Pope Francis explained that Jesus used this parable to call people to an understanding that religion should affect one’s life and attitudes.
“With His preaching on the Kingdom of God, Jesus opposes a religiosity that does not involve human life, that does not question the conscience and its responsibility in the face of good and evil,” he said. “Jesus wants to go beyond a religion understood only as external and habitual practice, which does not affect people’s lives and attitudes.”
While acknowledging that the Christian life demands conversion, Pope Francis emphasized that “God is patient with each one of us.”
“He [God] does not tire, He does not desist after our ‘no’; He leaves us free even to distance ourselves from Him and to make mistakes … But He anxiously awaits our ‘yes’, so as to welcome us anew in His fatherly arms and to fill us with His boundless mercy,” the pope said.

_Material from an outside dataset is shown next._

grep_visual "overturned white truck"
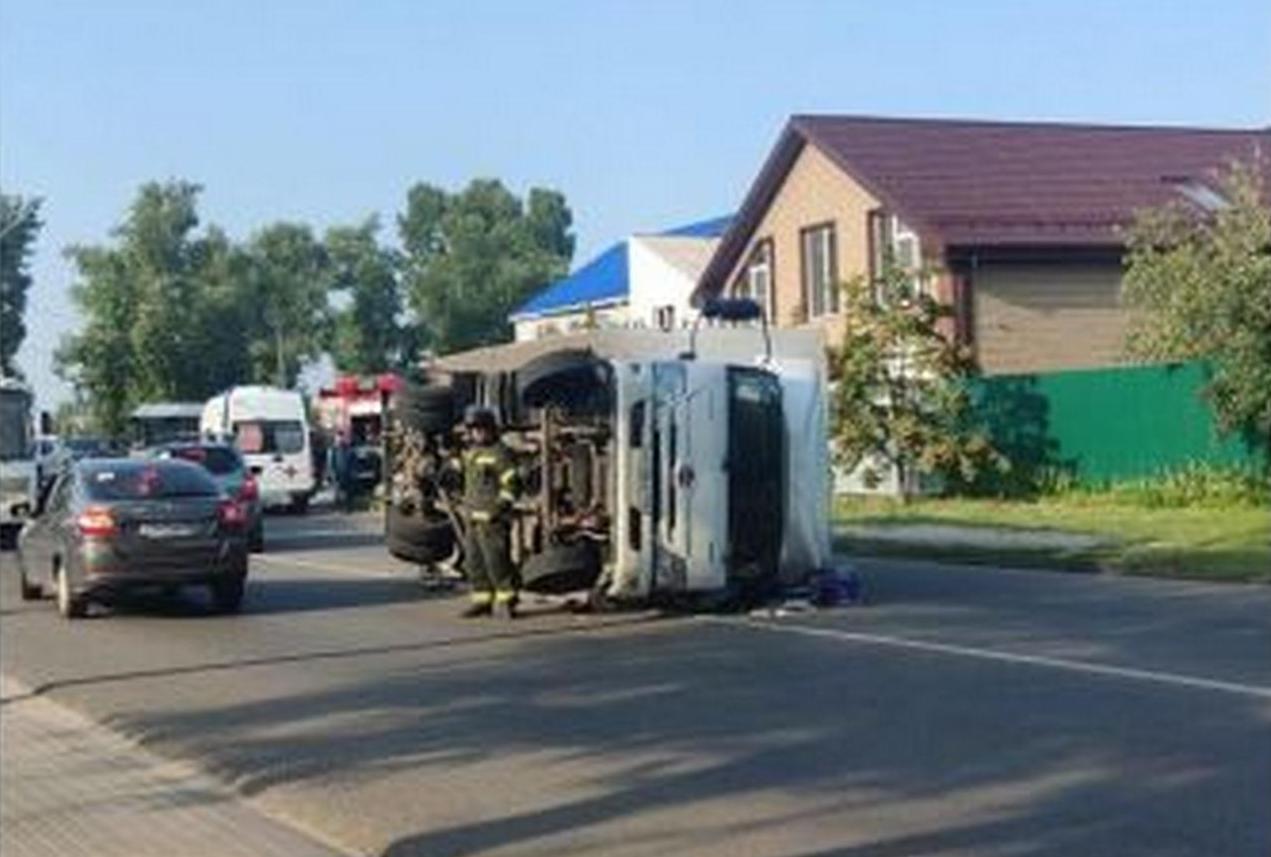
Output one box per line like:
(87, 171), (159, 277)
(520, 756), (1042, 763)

After praying the Angelus with the pilgrims gathered under umbrellas in a rainy St. Peter’s Square, the pope asked people to pray for peace in the Caucasus region, where Russia staged joint military exercises with China, Belarus, Iran, Myanmar, Pakistan, and Armenia last week.
“I ask the parties to the conflict to make concrete gestures of goodwill and brotherhood, which can lead to solving problems not with the use of force and arms, but through dialogue and negotiation,” Pope Francis said.
Pope Francis also greeted the migrants and refugees present at the Angelus as the Church celebrates the World Day of Migrants and Refugees and said that he was praying for small businesses affected by the coronavirus pandemic.
“May Mary Most Holy help us to be docile to the action of the Holy Spirit. He is the One who melts the hardness of hearts and disposes them to repentance, so we may obtain the life and salvation promised by Jesus,” the pope said.